Trains
2007 (7′14″)
Electro Instrumental Music
‘Trains’, designed together with the visual artist Sigmund de Jong, deals exclusively with the 2 found empty rooms of the former gallery Rachel Haferkamp (Cologne Germany), i.e. what significance both rooms have and how they can be implemented with creative means.
The composition
The tape composition ‘Trains’ consists of sounds made by dolphins ‘clicktrains’, which were recorded in the dolphinarium in Duisburg, Germany. These increasing and decreasing strings of clicks (stringendo, tardando), which normally are 150,000 Hz high, had to be transposed into an audible maximum of 20,000Hz. The duration of these click trains was not changed.
‘Click trains’ are not only the dolphins way to communicate, but they are also used to measure the water temperature and to locate objects f.i. fish. This form of echolocation is essential for the orientation and therefore for the existence of these cetaceans.
This eight-channel composition in three parts, which could be heard in both the upper and lower rooms of the gallery, dealt with these clicks as follows:
First the clicks are made rhythmic by shifting the dynamics. Then they are segmented into different frequency ranges, f.i. by phase displacement. Click melodies are generated, sound surfaces are made audible because the sequence of the clicks (sometimes as much as 20 clicks per second) melts into one sound.
You either hear this process differently or synchronously the same in the two rooms that each have their own characteristic acoustic. Rhythmic accentuations and different timbres of clicks are created. The duration of the clicks sequence also compresses or widens the sound structures. This fills or empties the room; contractions are created.

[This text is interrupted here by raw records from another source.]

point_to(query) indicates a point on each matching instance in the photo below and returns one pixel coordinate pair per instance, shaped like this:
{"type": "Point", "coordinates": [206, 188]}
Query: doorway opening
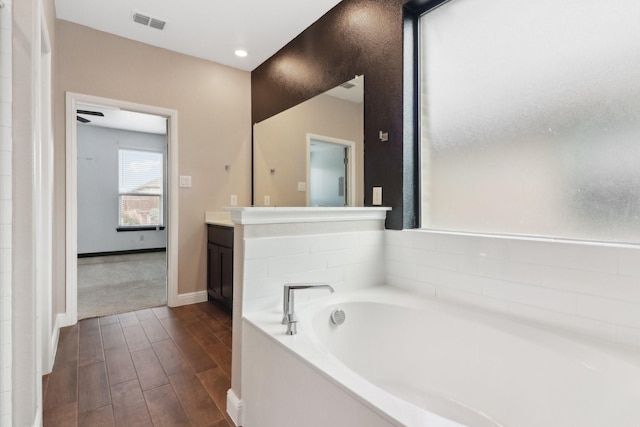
{"type": "Point", "coordinates": [330, 171]}
{"type": "Point", "coordinates": [121, 206]}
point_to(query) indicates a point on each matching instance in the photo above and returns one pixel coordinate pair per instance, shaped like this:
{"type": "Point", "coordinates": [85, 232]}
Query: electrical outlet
{"type": "Point", "coordinates": [377, 196]}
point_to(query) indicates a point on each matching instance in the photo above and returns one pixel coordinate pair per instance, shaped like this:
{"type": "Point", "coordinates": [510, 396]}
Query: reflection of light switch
{"type": "Point", "coordinates": [377, 196]}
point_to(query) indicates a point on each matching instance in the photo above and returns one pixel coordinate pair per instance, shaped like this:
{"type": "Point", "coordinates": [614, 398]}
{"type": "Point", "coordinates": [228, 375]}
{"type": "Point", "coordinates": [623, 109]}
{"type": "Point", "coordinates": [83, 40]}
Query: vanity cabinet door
{"type": "Point", "coordinates": [220, 265]}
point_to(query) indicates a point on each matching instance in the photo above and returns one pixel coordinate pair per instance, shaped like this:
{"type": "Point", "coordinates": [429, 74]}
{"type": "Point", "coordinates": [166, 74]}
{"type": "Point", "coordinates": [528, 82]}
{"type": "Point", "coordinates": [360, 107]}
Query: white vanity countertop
{"type": "Point", "coordinates": [218, 218]}
{"type": "Point", "coordinates": [279, 215]}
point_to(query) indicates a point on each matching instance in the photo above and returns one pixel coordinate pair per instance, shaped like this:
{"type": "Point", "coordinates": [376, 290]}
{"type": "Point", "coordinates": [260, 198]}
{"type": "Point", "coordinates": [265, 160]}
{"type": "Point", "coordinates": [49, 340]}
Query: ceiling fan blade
{"type": "Point", "coordinates": [91, 113]}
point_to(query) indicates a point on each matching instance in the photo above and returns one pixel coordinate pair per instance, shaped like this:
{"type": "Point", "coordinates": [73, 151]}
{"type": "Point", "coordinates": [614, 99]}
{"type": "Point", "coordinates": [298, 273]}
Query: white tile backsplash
{"type": "Point", "coordinates": [587, 288]}
{"type": "Point", "coordinates": [346, 260]}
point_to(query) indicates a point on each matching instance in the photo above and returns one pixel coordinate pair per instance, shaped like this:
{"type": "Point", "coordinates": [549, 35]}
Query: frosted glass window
{"type": "Point", "coordinates": [530, 118]}
{"type": "Point", "coordinates": [140, 182]}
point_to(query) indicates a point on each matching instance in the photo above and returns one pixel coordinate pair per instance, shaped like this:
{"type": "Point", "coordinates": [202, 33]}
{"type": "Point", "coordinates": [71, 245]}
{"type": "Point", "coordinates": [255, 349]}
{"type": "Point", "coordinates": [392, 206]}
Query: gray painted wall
{"type": "Point", "coordinates": [98, 190]}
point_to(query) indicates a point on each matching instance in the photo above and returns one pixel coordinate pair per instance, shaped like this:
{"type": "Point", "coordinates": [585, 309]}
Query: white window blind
{"type": "Point", "coordinates": [141, 184]}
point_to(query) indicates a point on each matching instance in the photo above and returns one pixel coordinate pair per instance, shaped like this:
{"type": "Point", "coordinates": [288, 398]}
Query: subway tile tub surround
{"type": "Point", "coordinates": [588, 288]}
{"type": "Point", "coordinates": [273, 246]}
{"type": "Point", "coordinates": [335, 377]}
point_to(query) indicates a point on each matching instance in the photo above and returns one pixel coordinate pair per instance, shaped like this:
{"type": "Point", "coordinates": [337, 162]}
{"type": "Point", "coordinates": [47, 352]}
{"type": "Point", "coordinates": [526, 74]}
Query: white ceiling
{"type": "Point", "coordinates": [121, 119]}
{"type": "Point", "coordinates": [208, 29]}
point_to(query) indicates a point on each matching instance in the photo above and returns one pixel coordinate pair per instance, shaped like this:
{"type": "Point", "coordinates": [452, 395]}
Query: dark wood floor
{"type": "Point", "coordinates": [155, 367]}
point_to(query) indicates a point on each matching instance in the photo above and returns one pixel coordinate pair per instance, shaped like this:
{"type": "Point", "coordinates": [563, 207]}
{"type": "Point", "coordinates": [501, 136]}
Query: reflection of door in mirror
{"type": "Point", "coordinates": [281, 147]}
{"type": "Point", "coordinates": [329, 171]}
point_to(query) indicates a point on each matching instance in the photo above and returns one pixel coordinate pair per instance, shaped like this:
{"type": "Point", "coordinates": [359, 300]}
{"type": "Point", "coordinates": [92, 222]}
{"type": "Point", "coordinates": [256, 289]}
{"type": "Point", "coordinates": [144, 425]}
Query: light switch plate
{"type": "Point", "coordinates": [377, 196]}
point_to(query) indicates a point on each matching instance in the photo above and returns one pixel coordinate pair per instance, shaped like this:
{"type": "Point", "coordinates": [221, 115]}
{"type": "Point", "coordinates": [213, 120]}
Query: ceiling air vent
{"type": "Point", "coordinates": [141, 19]}
{"type": "Point", "coordinates": [157, 24]}
{"type": "Point", "coordinates": [149, 21]}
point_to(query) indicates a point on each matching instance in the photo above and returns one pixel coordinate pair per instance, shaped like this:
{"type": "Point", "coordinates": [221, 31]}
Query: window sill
{"type": "Point", "coordinates": [141, 228]}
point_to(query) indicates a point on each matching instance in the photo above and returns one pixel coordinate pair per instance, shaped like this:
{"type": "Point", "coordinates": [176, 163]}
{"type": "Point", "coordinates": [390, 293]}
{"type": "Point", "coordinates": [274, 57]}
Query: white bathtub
{"type": "Point", "coordinates": [403, 360]}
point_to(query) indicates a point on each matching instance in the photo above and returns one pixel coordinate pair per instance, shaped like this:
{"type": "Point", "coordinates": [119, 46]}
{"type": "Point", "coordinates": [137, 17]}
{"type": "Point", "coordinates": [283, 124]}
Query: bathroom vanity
{"type": "Point", "coordinates": [220, 262]}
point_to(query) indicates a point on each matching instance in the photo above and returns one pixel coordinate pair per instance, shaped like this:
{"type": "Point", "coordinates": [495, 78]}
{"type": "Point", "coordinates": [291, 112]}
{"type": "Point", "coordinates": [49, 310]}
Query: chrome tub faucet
{"type": "Point", "coordinates": [289, 315]}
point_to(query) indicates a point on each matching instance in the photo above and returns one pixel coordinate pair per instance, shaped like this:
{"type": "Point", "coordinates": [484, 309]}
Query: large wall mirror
{"type": "Point", "coordinates": [313, 153]}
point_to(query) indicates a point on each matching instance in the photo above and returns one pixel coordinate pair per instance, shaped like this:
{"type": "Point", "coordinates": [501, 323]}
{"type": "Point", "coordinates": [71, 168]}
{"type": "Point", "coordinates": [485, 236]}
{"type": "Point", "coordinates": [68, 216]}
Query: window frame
{"type": "Point", "coordinates": [161, 198]}
{"type": "Point", "coordinates": [412, 12]}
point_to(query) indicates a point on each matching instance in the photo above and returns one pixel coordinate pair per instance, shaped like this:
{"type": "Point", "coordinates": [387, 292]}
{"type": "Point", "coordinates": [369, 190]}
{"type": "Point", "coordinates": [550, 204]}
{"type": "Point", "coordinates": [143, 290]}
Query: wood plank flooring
{"type": "Point", "coordinates": [154, 367]}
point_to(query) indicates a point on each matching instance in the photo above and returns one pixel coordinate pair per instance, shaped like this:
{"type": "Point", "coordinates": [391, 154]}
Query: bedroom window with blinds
{"type": "Point", "coordinates": [141, 188]}
{"type": "Point", "coordinates": [530, 118]}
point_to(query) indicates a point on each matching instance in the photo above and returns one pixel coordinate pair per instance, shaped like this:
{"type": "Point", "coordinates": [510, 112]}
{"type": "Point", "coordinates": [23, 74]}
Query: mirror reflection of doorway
{"type": "Point", "coordinates": [122, 204]}
{"type": "Point", "coordinates": [329, 172]}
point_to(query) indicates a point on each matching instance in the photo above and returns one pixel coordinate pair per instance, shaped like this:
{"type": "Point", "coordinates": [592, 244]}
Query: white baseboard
{"type": "Point", "coordinates": [55, 337]}
{"type": "Point", "coordinates": [234, 407]}
{"type": "Point", "coordinates": [37, 422]}
{"type": "Point", "coordinates": [191, 298]}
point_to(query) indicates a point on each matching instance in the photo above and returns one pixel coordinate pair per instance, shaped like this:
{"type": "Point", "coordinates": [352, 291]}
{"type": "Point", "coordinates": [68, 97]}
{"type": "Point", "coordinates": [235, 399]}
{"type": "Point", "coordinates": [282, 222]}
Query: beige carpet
{"type": "Point", "coordinates": [121, 283]}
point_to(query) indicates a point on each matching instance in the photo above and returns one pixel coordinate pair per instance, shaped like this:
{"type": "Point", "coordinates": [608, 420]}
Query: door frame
{"type": "Point", "coordinates": [351, 165]}
{"type": "Point", "coordinates": [72, 99]}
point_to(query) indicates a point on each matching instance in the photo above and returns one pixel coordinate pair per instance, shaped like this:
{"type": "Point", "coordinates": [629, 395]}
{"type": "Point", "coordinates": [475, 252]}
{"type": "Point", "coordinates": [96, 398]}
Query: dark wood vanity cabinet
{"type": "Point", "coordinates": [220, 264]}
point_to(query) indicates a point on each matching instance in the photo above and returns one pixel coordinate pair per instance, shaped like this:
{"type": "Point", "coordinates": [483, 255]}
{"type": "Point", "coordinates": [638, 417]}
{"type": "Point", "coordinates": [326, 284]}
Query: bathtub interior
{"type": "Point", "coordinates": [477, 368]}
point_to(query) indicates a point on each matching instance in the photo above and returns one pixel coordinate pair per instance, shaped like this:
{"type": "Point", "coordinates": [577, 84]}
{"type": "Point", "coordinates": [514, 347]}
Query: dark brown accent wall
{"type": "Point", "coordinates": [355, 37]}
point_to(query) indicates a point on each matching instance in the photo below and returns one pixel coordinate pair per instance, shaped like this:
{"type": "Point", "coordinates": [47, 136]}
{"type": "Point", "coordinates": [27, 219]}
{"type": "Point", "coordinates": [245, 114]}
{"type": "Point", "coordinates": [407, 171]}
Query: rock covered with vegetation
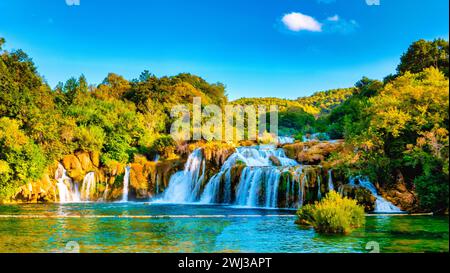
{"type": "Point", "coordinates": [333, 214]}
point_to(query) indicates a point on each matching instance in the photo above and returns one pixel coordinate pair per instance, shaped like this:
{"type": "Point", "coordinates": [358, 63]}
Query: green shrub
{"type": "Point", "coordinates": [333, 214]}
{"type": "Point", "coordinates": [164, 146]}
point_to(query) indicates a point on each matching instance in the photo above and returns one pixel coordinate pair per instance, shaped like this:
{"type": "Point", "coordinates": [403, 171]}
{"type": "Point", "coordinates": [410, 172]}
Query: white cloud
{"type": "Point", "coordinates": [297, 21]}
{"type": "Point", "coordinates": [334, 18]}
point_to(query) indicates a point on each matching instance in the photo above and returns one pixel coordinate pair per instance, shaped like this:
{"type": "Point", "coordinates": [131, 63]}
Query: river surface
{"type": "Point", "coordinates": [145, 227]}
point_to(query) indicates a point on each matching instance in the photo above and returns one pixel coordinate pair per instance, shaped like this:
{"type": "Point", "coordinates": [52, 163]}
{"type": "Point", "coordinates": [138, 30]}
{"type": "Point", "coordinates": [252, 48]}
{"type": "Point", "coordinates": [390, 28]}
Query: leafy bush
{"type": "Point", "coordinates": [164, 146]}
{"type": "Point", "coordinates": [333, 214]}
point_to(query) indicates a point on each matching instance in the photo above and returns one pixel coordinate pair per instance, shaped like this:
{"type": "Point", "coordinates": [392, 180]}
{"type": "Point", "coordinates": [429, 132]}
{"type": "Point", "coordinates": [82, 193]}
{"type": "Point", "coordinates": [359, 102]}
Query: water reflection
{"type": "Point", "coordinates": [225, 230]}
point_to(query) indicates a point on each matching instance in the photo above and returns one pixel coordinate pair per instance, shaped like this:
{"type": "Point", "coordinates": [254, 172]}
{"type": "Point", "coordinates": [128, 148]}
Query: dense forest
{"type": "Point", "coordinates": [397, 128]}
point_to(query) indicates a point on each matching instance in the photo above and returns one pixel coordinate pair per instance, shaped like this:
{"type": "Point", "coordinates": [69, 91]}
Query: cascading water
{"type": "Point", "coordinates": [88, 186]}
{"type": "Point", "coordinates": [126, 183]}
{"type": "Point", "coordinates": [381, 204]}
{"type": "Point", "coordinates": [330, 180]}
{"type": "Point", "coordinates": [184, 186]}
{"type": "Point", "coordinates": [68, 190]}
{"type": "Point", "coordinates": [285, 140]}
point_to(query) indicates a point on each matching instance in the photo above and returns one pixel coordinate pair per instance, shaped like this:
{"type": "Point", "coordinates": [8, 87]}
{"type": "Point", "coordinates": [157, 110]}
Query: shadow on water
{"type": "Point", "coordinates": [139, 227]}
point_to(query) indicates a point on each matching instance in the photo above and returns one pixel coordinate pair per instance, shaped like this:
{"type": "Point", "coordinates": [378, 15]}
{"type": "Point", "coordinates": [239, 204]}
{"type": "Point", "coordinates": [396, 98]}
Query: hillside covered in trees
{"type": "Point", "coordinates": [395, 130]}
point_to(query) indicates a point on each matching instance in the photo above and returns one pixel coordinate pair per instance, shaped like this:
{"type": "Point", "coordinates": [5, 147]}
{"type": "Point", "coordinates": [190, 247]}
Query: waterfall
{"type": "Point", "coordinates": [319, 194]}
{"type": "Point", "coordinates": [126, 182]}
{"type": "Point", "coordinates": [259, 181]}
{"type": "Point", "coordinates": [88, 186]}
{"type": "Point", "coordinates": [381, 204]}
{"type": "Point", "coordinates": [285, 140]}
{"type": "Point", "coordinates": [300, 177]}
{"type": "Point", "coordinates": [330, 180]}
{"type": "Point", "coordinates": [156, 158]}
{"type": "Point", "coordinates": [105, 193]}
{"type": "Point", "coordinates": [68, 190]}
{"type": "Point", "coordinates": [184, 186]}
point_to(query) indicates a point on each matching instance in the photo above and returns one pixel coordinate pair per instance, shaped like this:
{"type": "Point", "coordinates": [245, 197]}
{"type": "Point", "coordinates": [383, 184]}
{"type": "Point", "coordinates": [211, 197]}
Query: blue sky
{"type": "Point", "coordinates": [257, 48]}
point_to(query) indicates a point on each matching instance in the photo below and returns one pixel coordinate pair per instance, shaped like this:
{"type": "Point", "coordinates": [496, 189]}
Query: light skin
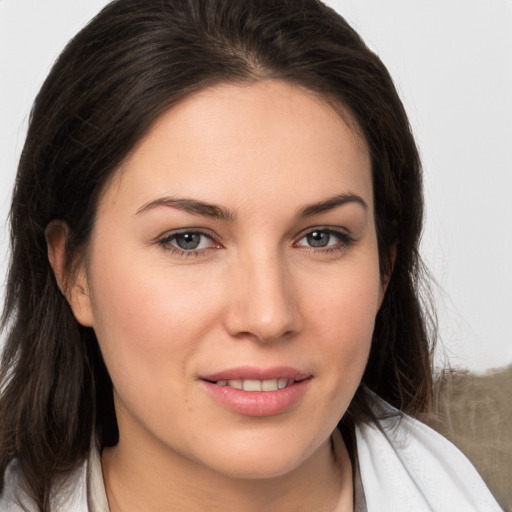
{"type": "Point", "coordinates": [239, 232]}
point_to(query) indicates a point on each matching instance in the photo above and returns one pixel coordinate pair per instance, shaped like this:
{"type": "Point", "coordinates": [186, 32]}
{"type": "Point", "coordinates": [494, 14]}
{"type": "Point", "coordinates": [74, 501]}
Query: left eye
{"type": "Point", "coordinates": [189, 240]}
{"type": "Point", "coordinates": [320, 238]}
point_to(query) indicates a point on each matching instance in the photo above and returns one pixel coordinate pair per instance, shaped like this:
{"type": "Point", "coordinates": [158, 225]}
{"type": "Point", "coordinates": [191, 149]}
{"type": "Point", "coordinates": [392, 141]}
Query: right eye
{"type": "Point", "coordinates": [188, 242]}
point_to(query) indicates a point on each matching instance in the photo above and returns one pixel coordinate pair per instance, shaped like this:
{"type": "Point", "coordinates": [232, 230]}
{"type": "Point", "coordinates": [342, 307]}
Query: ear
{"type": "Point", "coordinates": [387, 277]}
{"type": "Point", "coordinates": [74, 287]}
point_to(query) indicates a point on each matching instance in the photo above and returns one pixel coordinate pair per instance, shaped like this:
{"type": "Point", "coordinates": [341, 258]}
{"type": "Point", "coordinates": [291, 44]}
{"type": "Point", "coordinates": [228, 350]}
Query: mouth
{"type": "Point", "coordinates": [254, 391]}
{"type": "Point", "coordinates": [252, 385]}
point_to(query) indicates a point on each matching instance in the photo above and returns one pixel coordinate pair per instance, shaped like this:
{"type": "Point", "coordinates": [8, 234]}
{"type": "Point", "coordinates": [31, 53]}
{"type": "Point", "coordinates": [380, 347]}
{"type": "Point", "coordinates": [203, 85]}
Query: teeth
{"type": "Point", "coordinates": [282, 383]}
{"type": "Point", "coordinates": [257, 385]}
{"type": "Point", "coordinates": [237, 384]}
{"type": "Point", "coordinates": [269, 385]}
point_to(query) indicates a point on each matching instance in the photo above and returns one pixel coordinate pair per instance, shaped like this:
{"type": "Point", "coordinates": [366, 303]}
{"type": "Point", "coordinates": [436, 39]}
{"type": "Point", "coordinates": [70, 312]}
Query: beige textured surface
{"type": "Point", "coordinates": [475, 413]}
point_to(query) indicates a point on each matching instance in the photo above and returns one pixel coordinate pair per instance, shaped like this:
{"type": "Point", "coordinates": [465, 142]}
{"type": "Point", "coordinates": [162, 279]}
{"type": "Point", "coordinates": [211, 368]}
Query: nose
{"type": "Point", "coordinates": [263, 304]}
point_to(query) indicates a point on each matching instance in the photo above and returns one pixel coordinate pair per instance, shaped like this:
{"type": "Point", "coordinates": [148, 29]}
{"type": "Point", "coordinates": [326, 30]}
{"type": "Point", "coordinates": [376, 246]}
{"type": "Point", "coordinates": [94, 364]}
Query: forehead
{"type": "Point", "coordinates": [248, 140]}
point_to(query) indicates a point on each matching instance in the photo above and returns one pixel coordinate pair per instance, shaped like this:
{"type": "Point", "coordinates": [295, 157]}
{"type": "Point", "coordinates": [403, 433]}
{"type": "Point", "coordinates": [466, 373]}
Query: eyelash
{"type": "Point", "coordinates": [344, 242]}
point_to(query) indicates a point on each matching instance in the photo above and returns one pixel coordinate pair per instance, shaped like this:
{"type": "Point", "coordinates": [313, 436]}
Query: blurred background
{"type": "Point", "coordinates": [452, 63]}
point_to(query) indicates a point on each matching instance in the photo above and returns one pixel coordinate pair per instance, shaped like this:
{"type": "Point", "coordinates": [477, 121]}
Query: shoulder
{"type": "Point", "coordinates": [403, 464]}
{"type": "Point", "coordinates": [69, 494]}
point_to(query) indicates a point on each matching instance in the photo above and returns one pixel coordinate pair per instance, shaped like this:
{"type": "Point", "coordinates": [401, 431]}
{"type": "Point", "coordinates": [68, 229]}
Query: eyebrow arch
{"type": "Point", "coordinates": [190, 206]}
{"type": "Point", "coordinates": [330, 204]}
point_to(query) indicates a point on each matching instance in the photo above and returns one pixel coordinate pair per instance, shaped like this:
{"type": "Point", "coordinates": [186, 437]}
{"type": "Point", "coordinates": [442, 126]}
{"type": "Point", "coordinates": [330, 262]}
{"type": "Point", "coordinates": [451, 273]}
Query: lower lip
{"type": "Point", "coordinates": [257, 403]}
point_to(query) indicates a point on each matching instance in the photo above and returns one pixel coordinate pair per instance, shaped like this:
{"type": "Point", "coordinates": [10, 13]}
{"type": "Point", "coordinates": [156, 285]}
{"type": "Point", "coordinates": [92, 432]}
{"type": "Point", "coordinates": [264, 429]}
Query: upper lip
{"type": "Point", "coordinates": [256, 373]}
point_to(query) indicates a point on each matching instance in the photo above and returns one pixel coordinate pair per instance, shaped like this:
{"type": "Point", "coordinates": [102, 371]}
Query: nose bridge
{"type": "Point", "coordinates": [263, 303]}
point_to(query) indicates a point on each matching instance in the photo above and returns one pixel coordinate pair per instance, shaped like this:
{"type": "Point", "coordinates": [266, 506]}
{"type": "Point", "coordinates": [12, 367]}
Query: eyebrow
{"type": "Point", "coordinates": [218, 212]}
{"type": "Point", "coordinates": [331, 204]}
{"type": "Point", "coordinates": [191, 206]}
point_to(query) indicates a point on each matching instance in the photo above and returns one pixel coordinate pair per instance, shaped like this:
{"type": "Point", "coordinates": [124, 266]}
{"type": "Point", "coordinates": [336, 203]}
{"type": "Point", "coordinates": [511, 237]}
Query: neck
{"type": "Point", "coordinates": [160, 480]}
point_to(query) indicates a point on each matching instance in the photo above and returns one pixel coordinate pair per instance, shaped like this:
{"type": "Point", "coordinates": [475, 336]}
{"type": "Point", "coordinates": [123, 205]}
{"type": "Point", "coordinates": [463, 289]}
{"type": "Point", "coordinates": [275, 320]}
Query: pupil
{"type": "Point", "coordinates": [188, 241]}
{"type": "Point", "coordinates": [318, 239]}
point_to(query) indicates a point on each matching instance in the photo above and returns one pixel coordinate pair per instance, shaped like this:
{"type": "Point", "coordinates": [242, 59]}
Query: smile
{"type": "Point", "coordinates": [257, 385]}
{"type": "Point", "coordinates": [251, 391]}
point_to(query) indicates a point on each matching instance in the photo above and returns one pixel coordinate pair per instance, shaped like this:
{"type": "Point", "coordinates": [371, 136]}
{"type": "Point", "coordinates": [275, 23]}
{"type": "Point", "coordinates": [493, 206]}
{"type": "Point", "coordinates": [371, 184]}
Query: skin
{"type": "Point", "coordinates": [254, 293]}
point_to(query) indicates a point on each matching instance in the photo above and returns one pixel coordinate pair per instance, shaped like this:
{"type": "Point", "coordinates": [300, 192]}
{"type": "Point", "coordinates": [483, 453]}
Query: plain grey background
{"type": "Point", "coordinates": [452, 63]}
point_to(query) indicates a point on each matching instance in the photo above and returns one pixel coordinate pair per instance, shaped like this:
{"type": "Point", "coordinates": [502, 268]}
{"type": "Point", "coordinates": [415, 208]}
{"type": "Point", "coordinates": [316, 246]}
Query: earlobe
{"type": "Point", "coordinates": [73, 287]}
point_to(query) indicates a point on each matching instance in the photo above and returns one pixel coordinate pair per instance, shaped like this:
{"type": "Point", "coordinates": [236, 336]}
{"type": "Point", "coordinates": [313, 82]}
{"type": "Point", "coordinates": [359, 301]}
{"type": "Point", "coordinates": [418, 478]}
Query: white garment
{"type": "Point", "coordinates": [404, 466]}
{"type": "Point", "coordinates": [407, 467]}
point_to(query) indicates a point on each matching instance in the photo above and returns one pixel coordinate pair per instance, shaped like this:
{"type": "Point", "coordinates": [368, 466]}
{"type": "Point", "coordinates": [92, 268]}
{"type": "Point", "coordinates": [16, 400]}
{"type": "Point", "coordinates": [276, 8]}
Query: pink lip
{"type": "Point", "coordinates": [252, 372]}
{"type": "Point", "coordinates": [257, 403]}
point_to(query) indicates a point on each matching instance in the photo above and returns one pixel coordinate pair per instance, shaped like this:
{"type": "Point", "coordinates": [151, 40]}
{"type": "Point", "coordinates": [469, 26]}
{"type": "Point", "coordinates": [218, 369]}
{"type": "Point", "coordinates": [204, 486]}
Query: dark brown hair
{"type": "Point", "coordinates": [126, 67]}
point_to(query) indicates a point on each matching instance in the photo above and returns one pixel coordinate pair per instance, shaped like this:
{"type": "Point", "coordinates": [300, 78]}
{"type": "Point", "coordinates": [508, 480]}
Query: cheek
{"type": "Point", "coordinates": [148, 319]}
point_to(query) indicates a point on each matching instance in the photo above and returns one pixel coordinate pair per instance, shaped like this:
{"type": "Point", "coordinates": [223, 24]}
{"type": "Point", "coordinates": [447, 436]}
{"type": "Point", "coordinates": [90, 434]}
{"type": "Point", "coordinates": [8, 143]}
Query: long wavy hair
{"type": "Point", "coordinates": [131, 63]}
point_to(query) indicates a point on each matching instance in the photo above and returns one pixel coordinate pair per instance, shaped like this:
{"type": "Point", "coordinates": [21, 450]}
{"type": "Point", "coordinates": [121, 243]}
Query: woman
{"type": "Point", "coordinates": [215, 229]}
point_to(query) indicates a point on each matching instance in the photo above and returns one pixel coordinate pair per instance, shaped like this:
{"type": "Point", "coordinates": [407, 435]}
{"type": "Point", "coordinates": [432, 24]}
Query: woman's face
{"type": "Point", "coordinates": [236, 247]}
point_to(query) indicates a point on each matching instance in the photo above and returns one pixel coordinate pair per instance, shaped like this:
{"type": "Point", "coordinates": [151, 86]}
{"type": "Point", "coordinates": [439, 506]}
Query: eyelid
{"type": "Point", "coordinates": [164, 240]}
{"type": "Point", "coordinates": [334, 230]}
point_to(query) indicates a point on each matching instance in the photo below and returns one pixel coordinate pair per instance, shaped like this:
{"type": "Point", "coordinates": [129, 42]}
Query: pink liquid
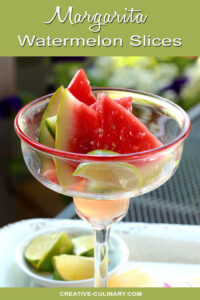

The gallery was transformed into a soundboard.
Especially for the exhibition of ‘Trains’ at the Galerie Rachel Haferkamp in Cologne, the Dutch artist Sigmund de Jong produced a black sound painting (de plaat) consisting of a thin aluminium plate. Under this plate the technician James Rubery attached a transducer that translates sound into motion and thus made the image vibrate. The clicktrains pulses of the dolphins were therefore very suitable to work with this technique. First, the small composition (duration of sound: 30″) was loaded into a chip. Now the visitor stood in front of the picture then he could start the sound by interrupting an infrared light, which was incorporated at the bottom of the picture. He then touched the record and felt the clicktrains.
The painting was later purchased by galerie Rachel Haferkamp.
Ground floor of Gallerie Haferkamp after it had been ‘styled’ by Sigmund de Jong
the black sound painting (de plaat) consisting of a thin aluminium plate.